The named entity recognition task involves identification of proper names in texts and their classification into a set of predefined categories of interest. Most commercially available software packages detect proper names that refer to people, places and companies.
Intellexer Named Entity Recognizer successfully identifies not only personal names, names of organizations and geographical locations, but also extracts such entities as positions/occupations, nationalities, dates, ages, durations and names of events.

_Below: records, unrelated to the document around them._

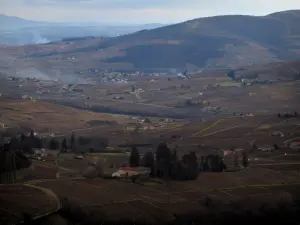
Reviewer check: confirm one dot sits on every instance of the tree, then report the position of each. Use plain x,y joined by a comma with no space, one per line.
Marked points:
64,145
148,159
72,142
174,156
245,159
231,74
134,159
53,145
235,160
164,160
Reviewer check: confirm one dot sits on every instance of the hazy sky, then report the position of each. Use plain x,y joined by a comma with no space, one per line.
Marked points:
138,11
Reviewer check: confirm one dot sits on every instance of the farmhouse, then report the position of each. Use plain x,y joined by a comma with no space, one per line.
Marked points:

The results of the Intellexer Named Entity Recognizer can be of great value to information end-user industries of all kinds, especially banks, finance companies, publishers and governments.
In order to provide the highest quality results, Intellexer Named Entity Recognizer combines different algorithms:
- Statistical model, which is based on Hidden Markov Model and trained on a part-of-speech annotated corpus of business transaction articles, news articles and web pages (contains more than 500 thousands token-tag pairs);
- Machine learning algorithms automatically generate named entity recognition patterns using a set of semantic dictionaries and a tagged corpus as training data;
- Expert rules are used to improve statistical algorithms results. Intellexer Named Entity Recognizer contains more than 500 rules manually created by our linguists.
For the evaluation of the effectiveness of Intellexer Named Entity Recognizer we’ve created a dataset of news articles from different domains (science, sport, business, information technology, etc.). The experiments showed that our named entity recognition technique achieves 88-97% in accuracy and can be successfully applied in various document management and analytical systems:
- Information Security solutions for tracing of suspect activity in corporate mail, social networks and other means of communication: special entities mentioning and occurrence of special entity relations;
- Marketing and PR solutions for media events and entities analysis;
- Social Media Solutions for monitoring of special entities behavior.
For developers and integrators
Use Case
Intellexer Named Entity Recognizer
Intellexer Named Entity Recognizer can be easily integrated into custom Document/Knowledge management systems using programming languages C/C++ and C#. Our SDK contains all necessary include files and import libraries for binding user applications with Named Entity Recognizer module.
Here is a C++ example of how to add Named Entity Recognizer to your application:
#include <iostream>
#include <NERCore.h>
#include <LPXml.h>
using std::cout;
using std::cerr;
using namespace NsSemSDK;
void PrintNer(NsSemSDK::INEREntityContainer* piNERSet)
{
const INEREntity *piNER;
piNERSet->Reset();
while (piNERSet->Next(piNER))
{
int nStartOffset = 0;
int nEndOffset = 0;
if (piNER->GetWordCount()) {
nStartOffset = piNER->GetWord(0)->GetStartOffset();
nEndOffset = piNER->GetWord(piNER->GetWordCount() - 1)->GetEndOffset();
}
cout << "NER: " << piNER->GetText() << " : " << piNER->GetNormalizedText()
<< " : " << piNER->GetType() << " : " << nStartOffset << " : " << nEndOffset << "\n";
}
}
int main(int argc, char* argv[])
{
try
{
char szDBPath[] = "../../LDB"; //path to ldb
char szLPluginsPath[] = "../../LPlugins"; //path to plugins
// sample sentence
char szSentence[] = "Eyal Shaked was appointed General Manager of the Optical Networks Division in October 2005.";
// provide path to the license file
SetNERLicensePath("../../ISDK_License.xml");
SetLPXMLLicensePath("../../ISDK_License.xml");
// create database interface
CInterfacePtr<INERDB> pDB(CreateNERDB());
// create extractor interface
CInterfacePtr<INERExtractor> pNERExtractor(CreateNERExtractor());
// initialize database interface
pDB->Setup(szDBPath, szLPluginsPath);
// initialize extractor interface
pNERExtractor->Setup(pDB.Get());
// Process sample text and print result
pNERExtractor->Process(NULL, szSentence, (int)strlen(szSentence));
INEREntityContainer* piNERSet = pNERExtractor->GetNERs();
PrintNer(piNERSet);
}
catch (const CSemBaseException& x)
{
// Handle exceptions.
cerr << x.what();
}
return 0;
}
As a result, you get all extracted named entities with their types in initial and normalized forms.